Lately I have been back to my theological nerdy ways. I have been reading theology just for fun here and there. I guess this makes sense. I love it AND I am preaching all this month with a small English speaking congregation in Berlin over zoom. My latest reading has taken me into the writngs of Pierre Teilhard de Chardin, who was a French theologian and Jesuit writing in the 50s or so. Teilhard is often quoted by Celtic theologians who I have studied under and so I wanted to delve back into his writings to reconnect myself to the Celtic center of spirituality.
Pierre Teilhard de Chardin writes about the human experience of the divine through other humans and creation. While this seems pretty straightforward it also means that matter around us matters. We must take care of each other and the earth because the matter around us is infused with the divine. He wrote a whole work called the Divine Mileu meaning the entire environment around us is divine. Matter matters. We are not waiting for this world to pass because the divine is already present here and now.

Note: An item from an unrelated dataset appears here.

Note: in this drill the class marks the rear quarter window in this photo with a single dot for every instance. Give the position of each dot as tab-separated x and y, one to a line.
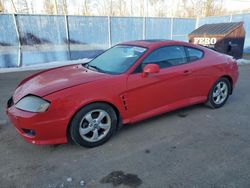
194	54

This means that care matters, seeing other humans matter, seeing the divine in creation matters and our encounters matter. It also means that we don’t have to go searching for God outside of what is before us right now.
It is refreashing to read this these days when we are having to isolate and we don’t have access to the places that we might have sought the divine as easily. Places we went to, people we gathered with BUT it does mean that the divine is present in the encounters we do have, the places we are accessing and the environments around us. This also means that our own matter matters. We also hold the divine in our bodies. We are sacred and holy. How we treat and care for ourselves matter as well. And not as how we wish to be or think we should be but as we are.
This has helped me in exploring around me and my daily encounters, limited as they are these days. I can hold matter more closely and more carefully knowing that the divine has been infused in all that is. Teilhard also wrote about as we find ourselves more, in our centers, we are also closer to the divine, who God created us to be. My own spiritual journey as an inward journey allows me to see myself and who I was created to be more clearly. Those moments of centering and unveiling myself to myself matters as well.
What do you think about all of this?